Monroe strides into rehearsal on the tiny NPR WNYC stage to soundcheck in a yellow, collared dress that kind of brims out into jagged petals, Wilma Flintstone-style, clutching a sunburst Gibson acoustic. First she tries singing in a half-awake murmur, like Ariana Grande euthanizing her consonants. Then she pipes up. Then she stops. It’s a soundcheck. She frowns about her choice of heels and shakes her head.

Then the six-piece band stomps lightly into the new album’s “I Buried Your Love Alive,” electric guitar sawing through the chorus. “Wish I could make it die!” she pleads, but she’ll settle for a premature burial as long as the thing is six feet away from her, one way or another. Lambert wouldn’t tolerate zombie love; she’d shoot it twice through the head. But Monroe leaves the possibility open, her honeyed voice a nervous wriggle. It’s that oscillating vulnerability that gives The Blade its title tune, about which end of the knife she catches. The last song cut for the album, and the only one she doesn’t have a writing credit on, it’s a good example of how she strays very little from traditional song tropes while turning them on their side and finding new crevices.

“My manager heard that song and put it on hold for me,” she’d told me. “I’ve never heard heartbreak put that way.”

They launch into the faster “If Love Was Fair,” its blunt snare cutting the hopeless jangle. “Love is patient, love is kind / But it wouldn’t change his mind,” she warbles, to maybe five seated patrons on smartphones. When it’s actually showtime later, influential NPR critic Ann Powers introduces Monroe as part of the Pistol Annies: “One of the best bands, no matter what gender” — “gender” zagging where “genre” would merely zig.

At the event proper, the singer enters with wine glass in hand, clad in gold heels that could probably buttress Hell. During Powers’ repartee-heavy interview, Monroe owns her image (“I knew what I wanted to look like”) and confesses, “Singing and songwriting is all I can do.
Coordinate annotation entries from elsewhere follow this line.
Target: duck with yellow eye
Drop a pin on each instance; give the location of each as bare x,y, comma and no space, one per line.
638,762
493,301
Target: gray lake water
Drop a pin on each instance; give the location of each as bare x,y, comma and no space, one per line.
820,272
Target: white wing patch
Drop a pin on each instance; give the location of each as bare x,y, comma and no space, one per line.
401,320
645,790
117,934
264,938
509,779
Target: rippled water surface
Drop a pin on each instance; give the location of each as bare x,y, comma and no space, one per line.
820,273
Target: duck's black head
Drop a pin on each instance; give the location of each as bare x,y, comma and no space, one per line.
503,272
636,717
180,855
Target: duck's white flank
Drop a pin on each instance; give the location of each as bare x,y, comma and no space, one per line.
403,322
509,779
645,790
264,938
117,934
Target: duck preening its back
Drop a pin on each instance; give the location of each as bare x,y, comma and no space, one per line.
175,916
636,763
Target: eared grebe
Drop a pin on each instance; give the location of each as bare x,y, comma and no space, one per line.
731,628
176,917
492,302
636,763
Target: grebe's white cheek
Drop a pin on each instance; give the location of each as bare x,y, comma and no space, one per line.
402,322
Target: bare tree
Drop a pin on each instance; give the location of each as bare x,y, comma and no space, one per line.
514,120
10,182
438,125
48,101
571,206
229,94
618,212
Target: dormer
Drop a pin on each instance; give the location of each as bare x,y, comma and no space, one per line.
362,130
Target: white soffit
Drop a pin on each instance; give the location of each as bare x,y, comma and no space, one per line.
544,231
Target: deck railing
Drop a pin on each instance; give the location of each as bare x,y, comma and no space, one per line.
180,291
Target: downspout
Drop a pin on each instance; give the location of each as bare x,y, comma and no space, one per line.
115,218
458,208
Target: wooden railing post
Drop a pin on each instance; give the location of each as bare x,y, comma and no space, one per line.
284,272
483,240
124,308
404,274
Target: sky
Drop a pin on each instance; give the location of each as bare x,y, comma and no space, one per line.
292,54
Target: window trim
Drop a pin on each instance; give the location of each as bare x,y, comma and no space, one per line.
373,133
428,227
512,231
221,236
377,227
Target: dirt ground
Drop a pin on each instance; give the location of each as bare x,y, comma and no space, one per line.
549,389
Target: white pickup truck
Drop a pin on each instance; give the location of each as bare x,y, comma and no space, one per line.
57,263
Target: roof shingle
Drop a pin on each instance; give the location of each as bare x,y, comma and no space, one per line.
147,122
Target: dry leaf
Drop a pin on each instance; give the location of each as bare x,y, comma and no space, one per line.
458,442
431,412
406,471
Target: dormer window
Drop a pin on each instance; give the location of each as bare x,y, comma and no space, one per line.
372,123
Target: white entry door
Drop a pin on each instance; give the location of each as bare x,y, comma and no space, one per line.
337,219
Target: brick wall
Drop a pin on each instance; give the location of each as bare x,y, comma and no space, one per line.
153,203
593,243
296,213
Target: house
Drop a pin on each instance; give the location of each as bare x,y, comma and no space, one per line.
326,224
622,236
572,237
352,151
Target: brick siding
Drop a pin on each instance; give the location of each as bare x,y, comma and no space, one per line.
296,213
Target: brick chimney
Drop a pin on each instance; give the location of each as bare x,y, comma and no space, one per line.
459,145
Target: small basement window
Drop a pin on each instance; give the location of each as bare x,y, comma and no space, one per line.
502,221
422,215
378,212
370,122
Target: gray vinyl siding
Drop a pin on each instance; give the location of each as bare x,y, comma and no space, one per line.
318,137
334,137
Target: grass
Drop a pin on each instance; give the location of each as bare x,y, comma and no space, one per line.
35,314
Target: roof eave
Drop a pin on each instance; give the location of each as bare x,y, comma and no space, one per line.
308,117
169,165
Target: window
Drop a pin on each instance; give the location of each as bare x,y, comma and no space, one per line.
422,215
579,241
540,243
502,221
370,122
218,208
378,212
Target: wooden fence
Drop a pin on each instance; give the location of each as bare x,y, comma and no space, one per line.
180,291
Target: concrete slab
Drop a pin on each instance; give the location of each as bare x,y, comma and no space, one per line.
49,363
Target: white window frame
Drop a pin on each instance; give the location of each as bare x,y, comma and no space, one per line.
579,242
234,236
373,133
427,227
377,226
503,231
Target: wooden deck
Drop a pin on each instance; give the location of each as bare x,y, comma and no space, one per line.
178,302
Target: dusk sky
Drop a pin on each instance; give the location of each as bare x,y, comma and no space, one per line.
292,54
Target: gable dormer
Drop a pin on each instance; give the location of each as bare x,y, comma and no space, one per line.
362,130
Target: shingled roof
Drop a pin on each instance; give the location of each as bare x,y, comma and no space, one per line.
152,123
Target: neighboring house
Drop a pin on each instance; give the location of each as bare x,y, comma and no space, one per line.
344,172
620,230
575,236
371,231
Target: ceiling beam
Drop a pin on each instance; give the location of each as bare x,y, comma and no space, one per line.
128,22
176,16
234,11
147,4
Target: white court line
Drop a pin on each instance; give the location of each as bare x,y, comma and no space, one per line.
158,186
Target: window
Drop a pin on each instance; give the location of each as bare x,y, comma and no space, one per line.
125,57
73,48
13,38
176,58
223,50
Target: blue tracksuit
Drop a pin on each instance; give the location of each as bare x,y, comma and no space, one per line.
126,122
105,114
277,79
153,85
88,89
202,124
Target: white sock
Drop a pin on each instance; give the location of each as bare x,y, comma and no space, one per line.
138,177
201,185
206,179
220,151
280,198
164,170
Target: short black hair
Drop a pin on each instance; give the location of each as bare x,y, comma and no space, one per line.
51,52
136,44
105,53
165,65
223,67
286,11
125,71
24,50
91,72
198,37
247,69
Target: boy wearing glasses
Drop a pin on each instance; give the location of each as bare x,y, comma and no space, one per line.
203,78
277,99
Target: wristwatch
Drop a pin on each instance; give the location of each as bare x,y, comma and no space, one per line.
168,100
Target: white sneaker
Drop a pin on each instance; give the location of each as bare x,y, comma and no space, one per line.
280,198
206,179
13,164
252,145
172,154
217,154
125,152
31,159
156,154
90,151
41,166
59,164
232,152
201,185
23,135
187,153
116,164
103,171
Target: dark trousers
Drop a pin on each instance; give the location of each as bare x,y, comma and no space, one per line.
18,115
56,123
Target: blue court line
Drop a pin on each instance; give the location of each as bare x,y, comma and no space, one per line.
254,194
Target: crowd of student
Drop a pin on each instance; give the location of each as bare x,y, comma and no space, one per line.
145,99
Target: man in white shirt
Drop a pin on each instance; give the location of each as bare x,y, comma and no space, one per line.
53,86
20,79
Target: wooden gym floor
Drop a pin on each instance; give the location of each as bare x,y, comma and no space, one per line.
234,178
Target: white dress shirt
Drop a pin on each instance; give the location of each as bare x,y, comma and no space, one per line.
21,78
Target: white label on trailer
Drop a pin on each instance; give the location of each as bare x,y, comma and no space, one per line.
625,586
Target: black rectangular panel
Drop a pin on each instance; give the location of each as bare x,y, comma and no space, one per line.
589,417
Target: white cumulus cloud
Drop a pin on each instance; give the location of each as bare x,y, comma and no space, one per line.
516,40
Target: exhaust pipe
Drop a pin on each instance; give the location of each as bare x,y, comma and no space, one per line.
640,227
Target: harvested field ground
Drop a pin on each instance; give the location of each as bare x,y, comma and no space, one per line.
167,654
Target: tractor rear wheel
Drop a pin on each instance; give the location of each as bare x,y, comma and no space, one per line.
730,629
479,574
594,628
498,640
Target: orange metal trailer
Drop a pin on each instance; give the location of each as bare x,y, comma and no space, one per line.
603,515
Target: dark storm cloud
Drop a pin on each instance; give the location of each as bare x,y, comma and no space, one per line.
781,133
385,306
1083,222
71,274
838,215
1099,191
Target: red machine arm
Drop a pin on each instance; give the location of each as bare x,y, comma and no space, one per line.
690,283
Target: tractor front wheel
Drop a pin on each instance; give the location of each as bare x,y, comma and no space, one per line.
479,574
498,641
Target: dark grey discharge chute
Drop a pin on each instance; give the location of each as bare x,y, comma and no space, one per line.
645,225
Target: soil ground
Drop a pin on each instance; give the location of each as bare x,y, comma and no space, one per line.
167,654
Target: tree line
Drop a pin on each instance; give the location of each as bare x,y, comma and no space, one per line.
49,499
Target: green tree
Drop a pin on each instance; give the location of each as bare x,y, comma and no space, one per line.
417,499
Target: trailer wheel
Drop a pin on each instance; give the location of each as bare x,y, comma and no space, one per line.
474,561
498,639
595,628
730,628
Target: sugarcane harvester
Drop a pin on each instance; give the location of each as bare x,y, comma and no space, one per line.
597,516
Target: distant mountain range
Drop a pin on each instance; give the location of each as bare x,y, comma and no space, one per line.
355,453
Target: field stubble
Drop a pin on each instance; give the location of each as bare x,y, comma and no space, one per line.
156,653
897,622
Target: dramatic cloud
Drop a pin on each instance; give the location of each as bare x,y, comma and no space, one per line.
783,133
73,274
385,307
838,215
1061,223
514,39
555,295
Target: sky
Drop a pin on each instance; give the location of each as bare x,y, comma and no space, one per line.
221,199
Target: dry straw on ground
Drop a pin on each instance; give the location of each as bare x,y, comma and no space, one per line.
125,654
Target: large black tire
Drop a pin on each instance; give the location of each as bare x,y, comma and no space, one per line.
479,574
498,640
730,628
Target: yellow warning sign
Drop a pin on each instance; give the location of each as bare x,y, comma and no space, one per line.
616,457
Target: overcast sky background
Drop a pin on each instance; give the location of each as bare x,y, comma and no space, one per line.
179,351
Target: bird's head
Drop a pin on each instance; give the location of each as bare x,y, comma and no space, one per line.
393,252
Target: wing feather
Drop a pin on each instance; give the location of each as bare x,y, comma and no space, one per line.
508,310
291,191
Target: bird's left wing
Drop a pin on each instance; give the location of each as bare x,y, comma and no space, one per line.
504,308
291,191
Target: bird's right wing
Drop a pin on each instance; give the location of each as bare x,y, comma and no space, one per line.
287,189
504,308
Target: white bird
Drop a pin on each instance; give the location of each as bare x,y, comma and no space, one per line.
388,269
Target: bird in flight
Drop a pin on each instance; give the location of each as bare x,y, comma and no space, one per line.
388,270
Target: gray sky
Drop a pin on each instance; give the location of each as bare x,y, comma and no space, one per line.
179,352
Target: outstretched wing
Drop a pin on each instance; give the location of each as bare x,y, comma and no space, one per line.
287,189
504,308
I can’t dance, I can’t do anything else, I didn’t finish high school. All I can do is wait until I’m 80 years old and go ‘Wow’ when I look back at who I got to sing with.”

At one point, Powers starts, “One way that you remind me of Dolly…” and Monroe interrupts, motioning to her chest: “Not this,” which puts the crowd in stitches. Later, when someone shouts that she looks great, she ripostes, “Thanks! I paid someone to make me look great.”

She performs a large chunk of The Blade, including “Has Anybody Ever Told You,” a piano ballad that truly springs up live, before the tear-it-all-down encore of “Weed Instead of Roses.” Explaining to the WNYC audience that Vince Gill told her, “I won’t produce this record unless you use this song,” she reportedly shot back, “I don’t think [Gill’s wife, Christian artist] Amy Grant will like it.” She did. Willie would love it, too. And maybe even Jack White.